Constructive use of the Annual General Meeting

The Board seeks to use the Annual General Meeting to communicate with investors and all shareholders are encouraged to participate. The Chairmen of the Audit, Nomination and the Remuneration Committees will be available at the Annual General Meeting to answer any questions.

Internal control and risk management

The Board has overall responsibility for the Group's system of internal control and for monitoring its effectiveness. However, such a system is designed to manage rather than eliminate the risk of failure and by its very nature can only provide reasonable and not absolute assurance against material misstatement or loss.

The Board has established a continuous process for identifying, evaluating and managing the significant risks the Group faces. The Board regularly reviews the effectiveness of the Group's internal controls, which have been in place from the start of the year to the date of approval of this report and believes that it is in accordance with the Turnbull Guidance. The key elements of the systems of internal controls currently include:

  • an Executive Board comprising the Executive Directors, Head of Group Operations, Head of Product Development and Head of Human Resources. Each member has responsibility for specific aspects of the Group's operations. They meet on a regular basis and are responsible for the operational strategy, reviewing operating results, identification and mitigation of risks and communication and application of the Group's policies and procedures. Where appropriate, matters are reported to the Board;
  • regular reports to the Board from the Executive Directors, Head of Group Operations, Head of Product Development, Head of Human Resources and Regional Sales Managers on key developments, financial performance and operational issues in the business;
  • operational and financial controls and procedures which include authorisation limits for expenditure, sales contracts and capital expenditure, signing authorities, organisation structure, Group policies, segregation of duties and reviews by management;
  • an annual budget process which is reviewed and approved by the Board;
  • regular meetings between the Executive Board, Regional Sales managers and Product Development managers to discuss actual performance against forecast, budget and prior years. The operating results are reported on a monthly basis to the Board and compared to the budget and the latest forecast as appropriate; and
  • maintenance of insurance cover to insure all major risk areas of the Group based on the scale of the risk and availability of the cover in the external market.

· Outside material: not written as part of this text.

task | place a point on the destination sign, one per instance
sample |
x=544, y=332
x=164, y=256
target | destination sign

The Board's monitoring covers all material controls, including financial, non-financial, operational and compliance controls and risk management. It is based principally on reviewing reports from management to consider whether significant risks are identified, evaluated, managed and controlled and whether any significant weaknesses are promptly remedied and indicate a need for more extensive monitoring. The Board has also performed a specific assessment for the purpose of this Annual report. This assessment considered all significant aspects of internal control arising during the period covered by the report. The Audit Committee assists the Board in discharging its review responsibilities.